8. Si la croix est devenue un symbole, c’est parce qu’elle représente cette gratuité. Quelqu’un librement, par amour, a payé la rançon pour me libérer de toutes mes dettes, de toutes mes culpabilités, de toutes mes illusions. 

Ce faisant, ce quelqu’un n’a pas abusé de sa position de créancier. Il m’a remis toutes mes dettes afin de m’initier à la logique de la grâce.
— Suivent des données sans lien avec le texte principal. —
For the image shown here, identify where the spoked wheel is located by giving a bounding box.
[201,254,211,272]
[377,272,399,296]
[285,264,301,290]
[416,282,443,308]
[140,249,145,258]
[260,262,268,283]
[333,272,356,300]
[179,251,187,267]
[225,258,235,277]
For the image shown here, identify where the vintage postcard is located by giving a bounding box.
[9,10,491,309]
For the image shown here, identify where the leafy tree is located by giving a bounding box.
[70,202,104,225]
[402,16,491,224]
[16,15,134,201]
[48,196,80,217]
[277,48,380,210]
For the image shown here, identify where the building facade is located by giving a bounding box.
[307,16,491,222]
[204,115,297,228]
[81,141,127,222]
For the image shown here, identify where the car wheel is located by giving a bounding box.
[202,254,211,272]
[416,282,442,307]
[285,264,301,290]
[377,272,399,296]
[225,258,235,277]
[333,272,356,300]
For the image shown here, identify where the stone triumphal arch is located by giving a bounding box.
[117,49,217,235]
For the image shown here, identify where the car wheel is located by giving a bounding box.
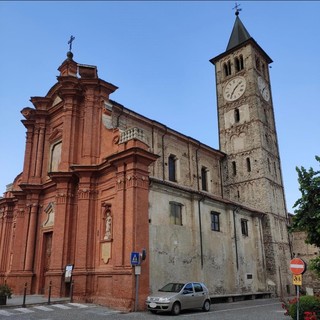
[171,302,181,315]
[202,299,210,312]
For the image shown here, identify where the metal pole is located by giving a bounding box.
[296,285,299,320]
[134,274,139,312]
[48,281,52,305]
[22,282,27,308]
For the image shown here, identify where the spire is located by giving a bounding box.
[226,6,251,51]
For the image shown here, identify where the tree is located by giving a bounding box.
[290,156,320,275]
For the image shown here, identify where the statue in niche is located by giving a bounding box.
[102,203,112,241]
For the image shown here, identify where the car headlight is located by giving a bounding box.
[158,297,170,303]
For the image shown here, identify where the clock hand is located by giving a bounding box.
[230,83,240,98]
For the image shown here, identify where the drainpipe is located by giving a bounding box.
[195,142,201,191]
[161,127,167,181]
[198,196,205,268]
[233,206,240,270]
[195,142,204,268]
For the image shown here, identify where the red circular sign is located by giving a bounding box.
[290,258,306,275]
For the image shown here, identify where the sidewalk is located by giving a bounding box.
[1,294,70,308]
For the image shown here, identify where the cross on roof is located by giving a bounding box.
[68,35,75,52]
[233,2,242,16]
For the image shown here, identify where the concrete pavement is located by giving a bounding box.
[1,294,70,308]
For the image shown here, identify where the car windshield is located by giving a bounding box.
[158,283,185,293]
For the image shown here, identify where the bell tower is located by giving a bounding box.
[210,9,292,296]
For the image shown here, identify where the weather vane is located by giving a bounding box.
[233,2,242,16]
[68,35,75,52]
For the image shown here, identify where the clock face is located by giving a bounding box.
[258,76,270,101]
[223,76,246,102]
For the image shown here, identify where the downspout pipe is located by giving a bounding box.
[161,127,168,181]
[233,206,240,270]
[198,196,205,269]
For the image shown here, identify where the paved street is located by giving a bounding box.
[0,297,288,320]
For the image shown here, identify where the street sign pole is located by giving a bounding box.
[297,284,299,320]
[290,258,306,320]
[131,250,146,312]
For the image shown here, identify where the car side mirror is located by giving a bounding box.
[183,290,190,295]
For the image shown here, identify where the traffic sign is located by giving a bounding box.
[130,252,140,266]
[293,274,302,286]
[290,258,306,275]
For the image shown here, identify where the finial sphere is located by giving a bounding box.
[67,51,74,60]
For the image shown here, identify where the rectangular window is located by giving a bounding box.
[201,167,208,191]
[241,219,248,236]
[211,211,220,231]
[170,202,182,225]
[168,155,176,182]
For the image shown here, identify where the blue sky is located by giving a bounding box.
[0,1,319,212]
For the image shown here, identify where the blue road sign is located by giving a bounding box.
[131,252,140,266]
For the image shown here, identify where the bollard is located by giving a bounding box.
[22,282,27,308]
[70,280,74,303]
[48,281,52,305]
Car c’est en vivant cette logique là que je participe pleinement, que je communie véritablement au bonheur d’exister. 

9. C’est pourquoi ce soir, face à la croix, la seule question qui vaille, ce n’est pas celle de savoir si j’aurais été mieux ou moins bien que les disciples, que la foule, que le centurion romain. 

Non, la seule question qui vaille face à la croix aujourd’hui, c’est celle -ci : En dépit de mes erreurs, de mes négligences, de mes défaillances, est-ce que j'accepte d’être sorti de ma prison invisible où je  m’éteins à petit feu ? En dépit du fait que je sois inacceptable, est-ce que j'accepte d’être accepté et d’être rendu à la liberté ?

Amen

Luc-Olivier Bosset, le 15 avril 2022 à Maurin.